All boaters should wear a life jacket and dress for the water temperature, not the air temperature. Cold-water immersion causes many boating-related fatalities. It follows four stages, starting with cold shock, followed by swimming failure, then hypothermia and finally post-rescue collapse. Most cold-water drowning fatalities are attributed to the first two stages.
- The initial shock of cold water causes involuntary gasping making it difficult to catch your breath and many people hyperventilate, faint, and drown before they are able to calm down their breathing.
- The longer you are exposed to cold water, the more you lose your ability to move your extremities. If you haven’t been able to get out of the water in 5-15 minutes you need to stop moving. Movement will deplete your energy faster and increase heat loss.

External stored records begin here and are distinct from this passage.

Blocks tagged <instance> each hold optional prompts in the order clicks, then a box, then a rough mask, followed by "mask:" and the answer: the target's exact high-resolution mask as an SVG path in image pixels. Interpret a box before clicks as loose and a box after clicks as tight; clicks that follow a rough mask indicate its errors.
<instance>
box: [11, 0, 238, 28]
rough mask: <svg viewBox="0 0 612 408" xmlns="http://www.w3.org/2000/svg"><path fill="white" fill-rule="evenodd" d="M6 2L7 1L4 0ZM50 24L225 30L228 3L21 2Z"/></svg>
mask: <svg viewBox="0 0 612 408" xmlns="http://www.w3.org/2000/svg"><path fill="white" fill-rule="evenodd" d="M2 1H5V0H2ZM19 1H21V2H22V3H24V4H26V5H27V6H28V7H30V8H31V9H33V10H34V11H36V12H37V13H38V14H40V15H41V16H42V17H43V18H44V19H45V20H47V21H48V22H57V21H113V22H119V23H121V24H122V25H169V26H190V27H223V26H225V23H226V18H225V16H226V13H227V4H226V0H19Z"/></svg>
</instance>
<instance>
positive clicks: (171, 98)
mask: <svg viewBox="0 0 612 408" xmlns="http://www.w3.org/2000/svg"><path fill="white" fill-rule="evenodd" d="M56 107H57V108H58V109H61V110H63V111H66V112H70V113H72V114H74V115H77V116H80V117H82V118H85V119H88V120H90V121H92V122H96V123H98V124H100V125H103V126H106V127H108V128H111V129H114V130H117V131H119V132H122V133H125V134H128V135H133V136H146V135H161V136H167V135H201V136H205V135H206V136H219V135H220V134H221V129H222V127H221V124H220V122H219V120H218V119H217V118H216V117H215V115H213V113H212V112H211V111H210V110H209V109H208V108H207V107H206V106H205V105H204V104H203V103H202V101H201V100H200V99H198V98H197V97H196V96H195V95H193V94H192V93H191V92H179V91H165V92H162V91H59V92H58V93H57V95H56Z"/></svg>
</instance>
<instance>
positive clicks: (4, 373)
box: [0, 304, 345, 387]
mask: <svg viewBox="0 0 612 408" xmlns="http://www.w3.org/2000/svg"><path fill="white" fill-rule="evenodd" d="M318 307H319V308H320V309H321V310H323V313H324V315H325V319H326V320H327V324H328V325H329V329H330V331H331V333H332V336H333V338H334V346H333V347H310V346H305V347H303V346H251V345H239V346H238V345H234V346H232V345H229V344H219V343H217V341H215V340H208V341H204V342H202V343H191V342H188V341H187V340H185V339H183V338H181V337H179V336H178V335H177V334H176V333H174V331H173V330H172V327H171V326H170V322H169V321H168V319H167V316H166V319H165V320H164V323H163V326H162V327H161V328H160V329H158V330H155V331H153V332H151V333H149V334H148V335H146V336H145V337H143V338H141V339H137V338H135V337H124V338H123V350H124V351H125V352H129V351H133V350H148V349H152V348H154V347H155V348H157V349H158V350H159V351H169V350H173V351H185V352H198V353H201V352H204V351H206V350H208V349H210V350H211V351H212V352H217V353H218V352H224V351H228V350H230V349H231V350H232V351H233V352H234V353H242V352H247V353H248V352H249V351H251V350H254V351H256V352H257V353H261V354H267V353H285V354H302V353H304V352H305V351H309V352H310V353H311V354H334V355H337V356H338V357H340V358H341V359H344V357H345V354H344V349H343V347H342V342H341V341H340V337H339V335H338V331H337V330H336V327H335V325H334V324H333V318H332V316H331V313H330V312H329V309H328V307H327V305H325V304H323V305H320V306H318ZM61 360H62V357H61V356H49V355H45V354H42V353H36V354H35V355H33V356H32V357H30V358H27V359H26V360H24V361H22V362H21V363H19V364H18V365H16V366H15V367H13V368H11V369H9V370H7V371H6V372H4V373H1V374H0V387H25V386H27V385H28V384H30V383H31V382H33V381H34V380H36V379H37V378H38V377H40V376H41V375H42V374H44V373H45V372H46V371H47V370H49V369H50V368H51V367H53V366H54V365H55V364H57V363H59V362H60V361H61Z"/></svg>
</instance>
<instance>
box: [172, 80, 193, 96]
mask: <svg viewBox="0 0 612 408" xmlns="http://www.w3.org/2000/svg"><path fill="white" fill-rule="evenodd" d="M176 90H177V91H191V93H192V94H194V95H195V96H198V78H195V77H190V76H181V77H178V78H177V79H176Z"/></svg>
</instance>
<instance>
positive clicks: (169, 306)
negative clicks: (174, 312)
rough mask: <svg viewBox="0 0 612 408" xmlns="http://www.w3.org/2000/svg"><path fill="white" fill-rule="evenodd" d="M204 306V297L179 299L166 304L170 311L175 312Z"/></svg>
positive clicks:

- Hypothermia is a condition in which the body loses heat faster than it can produce it. Violent shivering develops which may give way to confusion and eventually cardiac arrest or unconsciousness.If you fall in the water, in any season, you need to know cold water survival skills. Many of our nation’s open waters are mountain fed, and water temperatures even in late summer can run low enough to bring on this condition under certain conditions.
It’s important to remember:
- Don’t discard clothing and dress warmly with wool clothing. Clothing layers provide some warmth that may actually assist you in fighting hypothermia. This includes shoes and hats. A popular myth is that wet clothes will weigh you down in the water and they are actually only heavy when you are out of the water.
- Wear your life jacket! This helps hold heat into the core areas of your body, and enables you to easily put yourself into the HELP position. HELP (Heat Escape Lessening Posture) by drawing limbs into your body; keep armpits and groin areas protected from unnecessary exposure – a lot of heat can be lost from those areas, as well as the head.